A lógica é: a recuperação judicial visa o soerguimento de empresas viáveis, sendo utilizada como um remédio legal para o devedor que necessita de um “fôlego” para negociar suas dívidas com os credores e se reestruturar. Por meio da mediação, o que se pretende é a negociação direta entre a empresa e os credores sem a judicialização do problema, funcionando como um “tratamento precoce” para a empresa que está passando por uma crise econômico-financeira, visando a celeridade, eficiência e menor custo, bem como evitando a necessidade de um processo de recuperação judicial, muitas vezes moroso.

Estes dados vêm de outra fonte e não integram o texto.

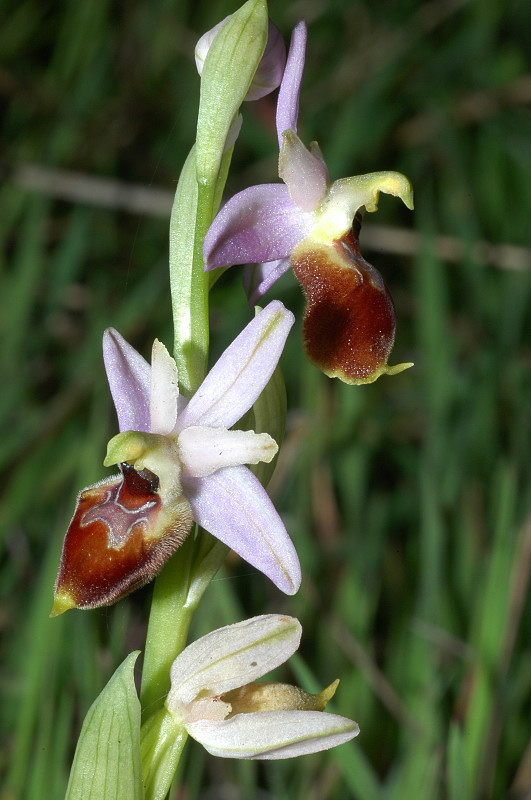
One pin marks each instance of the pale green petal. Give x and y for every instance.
(273, 734)
(230, 657)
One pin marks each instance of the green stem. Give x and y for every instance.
(169, 621)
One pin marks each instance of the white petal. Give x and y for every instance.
(241, 373)
(164, 390)
(304, 172)
(273, 734)
(234, 507)
(204, 450)
(231, 657)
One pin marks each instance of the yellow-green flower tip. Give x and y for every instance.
(324, 697)
(129, 446)
(387, 369)
(63, 601)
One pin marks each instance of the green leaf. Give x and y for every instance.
(107, 761)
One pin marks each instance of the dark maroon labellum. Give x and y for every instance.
(118, 539)
(349, 321)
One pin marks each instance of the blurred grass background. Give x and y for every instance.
(408, 500)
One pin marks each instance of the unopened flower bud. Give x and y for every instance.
(270, 70)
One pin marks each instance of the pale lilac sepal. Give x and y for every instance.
(304, 173)
(269, 735)
(232, 656)
(288, 96)
(258, 278)
(259, 224)
(235, 508)
(242, 371)
(129, 376)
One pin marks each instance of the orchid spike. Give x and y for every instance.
(312, 225)
(213, 695)
(179, 463)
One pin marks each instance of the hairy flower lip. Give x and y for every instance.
(196, 468)
(275, 226)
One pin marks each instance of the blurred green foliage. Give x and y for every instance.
(408, 500)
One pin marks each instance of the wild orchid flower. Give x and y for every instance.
(179, 463)
(213, 695)
(312, 225)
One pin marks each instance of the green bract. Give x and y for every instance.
(107, 760)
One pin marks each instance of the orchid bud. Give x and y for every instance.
(270, 69)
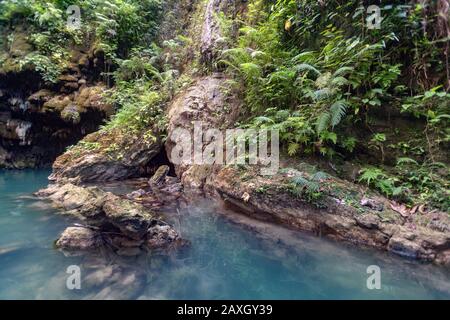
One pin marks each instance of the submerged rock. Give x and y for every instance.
(79, 238)
(124, 225)
(347, 220)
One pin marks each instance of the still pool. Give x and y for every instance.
(225, 260)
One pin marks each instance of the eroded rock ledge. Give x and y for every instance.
(344, 214)
(108, 220)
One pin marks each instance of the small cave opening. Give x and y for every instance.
(159, 160)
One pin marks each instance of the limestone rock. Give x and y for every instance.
(79, 238)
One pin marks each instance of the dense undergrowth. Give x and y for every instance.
(313, 70)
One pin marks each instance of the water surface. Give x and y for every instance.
(225, 260)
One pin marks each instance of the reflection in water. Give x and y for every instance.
(226, 259)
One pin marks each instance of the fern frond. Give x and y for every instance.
(306, 67)
(343, 71)
(321, 94)
(322, 122)
(337, 110)
(319, 176)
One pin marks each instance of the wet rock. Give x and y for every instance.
(383, 228)
(160, 176)
(161, 235)
(117, 155)
(203, 103)
(79, 238)
(372, 204)
(122, 223)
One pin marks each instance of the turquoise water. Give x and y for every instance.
(225, 260)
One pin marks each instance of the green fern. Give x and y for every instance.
(337, 110)
(322, 122)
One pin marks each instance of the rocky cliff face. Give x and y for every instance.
(345, 212)
(38, 120)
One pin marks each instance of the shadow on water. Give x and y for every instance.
(229, 257)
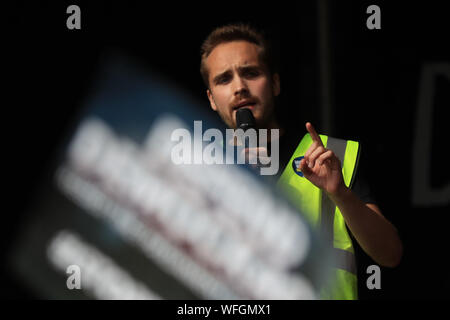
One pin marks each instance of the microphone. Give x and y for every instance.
(245, 119)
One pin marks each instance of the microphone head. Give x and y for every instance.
(245, 119)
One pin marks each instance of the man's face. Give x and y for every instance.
(237, 79)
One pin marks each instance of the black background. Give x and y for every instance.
(376, 76)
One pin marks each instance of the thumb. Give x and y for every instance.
(304, 168)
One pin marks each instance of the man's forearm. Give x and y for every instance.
(374, 233)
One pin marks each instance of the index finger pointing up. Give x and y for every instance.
(313, 133)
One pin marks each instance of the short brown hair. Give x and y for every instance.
(234, 32)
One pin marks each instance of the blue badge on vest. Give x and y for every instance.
(295, 164)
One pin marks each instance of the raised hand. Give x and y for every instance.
(321, 166)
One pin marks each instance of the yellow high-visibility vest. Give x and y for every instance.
(324, 216)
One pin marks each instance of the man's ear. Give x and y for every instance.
(211, 100)
(276, 89)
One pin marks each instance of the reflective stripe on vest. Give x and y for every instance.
(323, 214)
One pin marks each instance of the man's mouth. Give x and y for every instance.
(245, 104)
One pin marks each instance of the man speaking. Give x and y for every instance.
(318, 172)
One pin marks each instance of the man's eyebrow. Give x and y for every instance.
(221, 75)
(249, 67)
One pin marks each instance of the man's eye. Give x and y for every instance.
(222, 80)
(252, 74)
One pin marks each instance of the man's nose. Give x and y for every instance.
(240, 86)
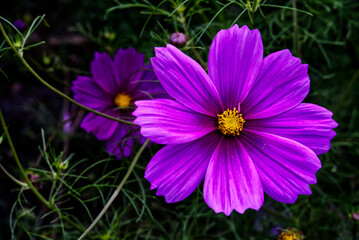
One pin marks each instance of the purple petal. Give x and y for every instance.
(282, 84)
(127, 67)
(102, 70)
(122, 141)
(101, 127)
(88, 93)
(148, 86)
(285, 167)
(235, 58)
(177, 170)
(166, 121)
(186, 81)
(308, 124)
(231, 180)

O benefício é para ambas as partes.
De forma a tornar eficiente a mediação e assegurar um ambiente propício e adequado para a renegociação das dívidas com os credores, a lei permite que as empresas, sem precisarem pedir recuperação judicial, obtenham tutela de urgência cautelar para que sejam suspensas as execuções contra ela propostas pelo prazo de até 60 dias.

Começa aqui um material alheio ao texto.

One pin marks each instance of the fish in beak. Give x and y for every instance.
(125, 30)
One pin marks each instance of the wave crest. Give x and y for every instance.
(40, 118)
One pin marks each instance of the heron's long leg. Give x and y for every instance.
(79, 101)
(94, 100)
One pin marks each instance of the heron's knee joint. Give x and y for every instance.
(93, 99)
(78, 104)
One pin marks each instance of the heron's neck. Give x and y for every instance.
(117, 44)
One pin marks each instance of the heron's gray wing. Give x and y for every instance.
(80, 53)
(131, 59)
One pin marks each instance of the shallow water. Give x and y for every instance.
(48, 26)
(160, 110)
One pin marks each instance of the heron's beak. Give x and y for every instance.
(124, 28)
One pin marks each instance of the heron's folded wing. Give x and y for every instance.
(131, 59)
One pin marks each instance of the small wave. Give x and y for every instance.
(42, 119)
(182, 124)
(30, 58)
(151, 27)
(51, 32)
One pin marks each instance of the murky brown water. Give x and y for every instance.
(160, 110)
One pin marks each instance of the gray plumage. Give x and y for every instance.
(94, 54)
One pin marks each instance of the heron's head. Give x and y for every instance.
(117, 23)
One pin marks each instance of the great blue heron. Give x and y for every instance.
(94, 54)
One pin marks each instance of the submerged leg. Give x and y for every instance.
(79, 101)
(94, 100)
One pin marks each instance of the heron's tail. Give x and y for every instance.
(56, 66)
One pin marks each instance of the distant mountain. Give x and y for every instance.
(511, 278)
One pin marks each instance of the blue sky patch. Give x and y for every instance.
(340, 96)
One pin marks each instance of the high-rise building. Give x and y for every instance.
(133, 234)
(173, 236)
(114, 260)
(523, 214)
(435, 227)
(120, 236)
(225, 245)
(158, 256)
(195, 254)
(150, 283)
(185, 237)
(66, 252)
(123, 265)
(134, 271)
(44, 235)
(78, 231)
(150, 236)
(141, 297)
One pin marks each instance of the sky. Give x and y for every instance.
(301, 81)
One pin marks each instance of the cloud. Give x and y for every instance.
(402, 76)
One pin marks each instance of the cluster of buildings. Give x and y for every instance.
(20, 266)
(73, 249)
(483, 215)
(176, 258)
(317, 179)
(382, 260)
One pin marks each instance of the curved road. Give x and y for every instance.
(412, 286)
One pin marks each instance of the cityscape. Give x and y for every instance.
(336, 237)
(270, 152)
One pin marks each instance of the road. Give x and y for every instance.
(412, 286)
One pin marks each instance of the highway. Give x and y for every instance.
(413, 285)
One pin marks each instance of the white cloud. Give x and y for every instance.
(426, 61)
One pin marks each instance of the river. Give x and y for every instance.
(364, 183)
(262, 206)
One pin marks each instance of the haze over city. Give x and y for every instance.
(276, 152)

Assim, cria-se um estímulo para os credores negociarem com a empresa, uma vez que estarão impedidos de cobrarem suas dívidas judicialmente, além de servir como um escudo à empresa para se reestruturar sem cobranças individuais.
Essa possibilidade tem apresentado bons resultados na prática, já tendo sido utilizado nos casos da Unimed-Rio, da fabricante de cimento Intercement, da empresa de construção naval OSX e de uma das maiores produtoras de óleo de palma, a Brasil Biofuels.
No caso da Unimed-Rio, por exemplo, a empresa requereu a suspensão das execuções em face dela e iniciou as mediações na Câmara FGV de Mediação e Arbitragem, no Rio, convidando 644 credores para negociarem. O passivo submetido foi de R$ 149,6 milhões.
Após as sessões de mediação, a Unimed apresentou pedido de homologação do plano de recuperação extrajudicial já com o quórum legal de aprovação (mais de 70% dos créditos submetidos), e o plano foi homologado apenas quatro meses após o ajuizamento da cautelar, demonstrando a celeridade e a eficiência da mediação.
Não há dúvidas de que a mediação funciona como uma ferramenta simplificada, desburocratizada, flexível e menos custosa para as empresas em crise, viabilizando o seu soerguimento e a superação das dificuldades financeiras sem a necessidade de um processo de recuperação judicial custoso e complexo, além de oportunizar aos credores a satisfação dos seus créditos da melhor forma possível.